Ora, o acesso ao Judiciário é assegurado através de outras espécies de ações nas quais poderá ser examinada a legalidade do ato, inclusive com dilação probatória e com pedido indenizatório. Nesse contexto, a jurisprudência dominante não está em harmonia com legislação, cabendo ao Administrador adequar a gestão pública ao risco judicial.
3. Conclusão
Não paira dúvida acerca da possibilidade de controle judicial do ato administrativo na licitação pública. Todavia, pondera-se sobre o seu alcance no mandado de segurança.

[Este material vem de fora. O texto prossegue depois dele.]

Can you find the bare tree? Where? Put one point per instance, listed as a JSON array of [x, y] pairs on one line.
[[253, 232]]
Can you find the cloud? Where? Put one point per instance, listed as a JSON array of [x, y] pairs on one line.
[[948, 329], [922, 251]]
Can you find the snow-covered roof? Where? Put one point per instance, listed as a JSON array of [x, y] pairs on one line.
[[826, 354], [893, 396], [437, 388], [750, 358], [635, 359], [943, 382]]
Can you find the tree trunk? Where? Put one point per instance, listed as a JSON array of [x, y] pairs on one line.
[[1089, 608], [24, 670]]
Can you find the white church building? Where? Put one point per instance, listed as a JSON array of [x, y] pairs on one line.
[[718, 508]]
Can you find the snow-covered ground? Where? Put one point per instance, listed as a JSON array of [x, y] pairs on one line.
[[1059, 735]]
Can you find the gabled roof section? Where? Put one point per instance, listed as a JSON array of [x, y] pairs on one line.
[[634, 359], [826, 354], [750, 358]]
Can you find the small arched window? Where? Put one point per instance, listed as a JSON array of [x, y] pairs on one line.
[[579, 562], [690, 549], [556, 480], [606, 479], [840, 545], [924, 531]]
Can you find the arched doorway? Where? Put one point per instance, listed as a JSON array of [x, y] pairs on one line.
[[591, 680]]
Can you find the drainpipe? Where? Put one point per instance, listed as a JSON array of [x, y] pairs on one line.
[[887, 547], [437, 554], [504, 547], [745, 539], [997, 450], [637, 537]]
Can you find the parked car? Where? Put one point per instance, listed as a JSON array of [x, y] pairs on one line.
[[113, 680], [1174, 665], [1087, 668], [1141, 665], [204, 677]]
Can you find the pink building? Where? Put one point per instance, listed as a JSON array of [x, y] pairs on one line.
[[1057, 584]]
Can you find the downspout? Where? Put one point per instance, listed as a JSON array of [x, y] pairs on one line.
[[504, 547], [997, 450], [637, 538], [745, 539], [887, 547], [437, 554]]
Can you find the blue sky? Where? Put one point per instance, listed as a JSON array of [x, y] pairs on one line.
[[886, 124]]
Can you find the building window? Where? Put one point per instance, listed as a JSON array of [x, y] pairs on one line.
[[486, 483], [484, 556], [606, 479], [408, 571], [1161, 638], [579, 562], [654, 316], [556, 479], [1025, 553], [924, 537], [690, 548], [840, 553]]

Sob a égide da nova corrente jurisprudencial do Superior Tribunal de Justiça, qualquer licitação, ainda que a Administração Pública já esteja executando o contrato dela decorrente, poderá ser anulada retroativamente.
As decisões da Corte Especial vão de encontro à legislação que expressamente autoriza a extinção do processo sem resolução do mérito quando ausente o interesse de agir. Se não houver liminar no processo, não é razoável que a Administração interrompa sua atividade indefinidamente até o julgamento final. O mandamus, enquanto remédio célere, não é a ação adequada nesse caso e deveria ser extinto. Não se trata de restringir o acesso ao Judiciário, nem tampouco de impedir o controle do ato administrativo, mas sim da utilização da ação mais adequada à causa. Afinal, a própria lei que autoriza a extinção, permite o ajuizamento de outra espécie de ação.